By Noah Rothman
Thursday, March 16, 2023
Florida governor Ron DeSantis is waging war against the conduct of journalism, and his reign of terror has now claimed the career of former Axios journalist Ben Montgomery. At least, that’s what a breathless dispatch published Wednesday in Talking Points Memo implicitly alleges.
TPM’s Hunter Walker scored an interview with Montgomery after he was summarily fired by his employer when DeSantis’s “media ‘machine’” went after him and, by Montgomery’s explicit extension, the whole of professional journalism.
“This sort of thing has a chilling effect,” Montgomery — a Pulitzer Prize finalist — told Walker. “Nobody wants to have their life disrupted by this machine.” The aggrieved reporter insisted that what DeSantis and his fellow Republicans call “media accountability” is far “meaner” and “more personal” than that.
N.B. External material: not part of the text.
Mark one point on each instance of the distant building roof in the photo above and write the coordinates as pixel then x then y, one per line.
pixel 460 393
Montgomery’s plight isn’t just a tragedy for him and his industry but the entire nation, according to Montgomery. “It’s a sad day for democracy,” he mourned, “and a sad day for all of us.”
Even by modern journalistic standards, the self-aggrandizing sophistry displayed in these remarks has few parallels. It was Montgomery’s behavior that cost him his job, and his employer’s reaction to that behavior isn’t even especially remarkable.
You see, Montgomery was one of the many reporters on DeSantis’s email lists. As such, he was one of many recipients of the governor’s regular press releases. One of those press releases discussed a Tallahassee initiative aimed at “exposing the diversity, equity, and inclusion scam in higher education” and promoted DeSantis’s efforts to pare back state funding to institutions that promote DEI. “We will expose the scams they are trying to push onto students across the country,” the governor said in a statement.
None of this is a secret. The language DeSantis and his team used, while deliberately provocative, isn’t new and should not have been shocking to journalists who have followed the governor’s career, which reporters who cover Tallahassee presumably have. But Montgomery was apparently appalled.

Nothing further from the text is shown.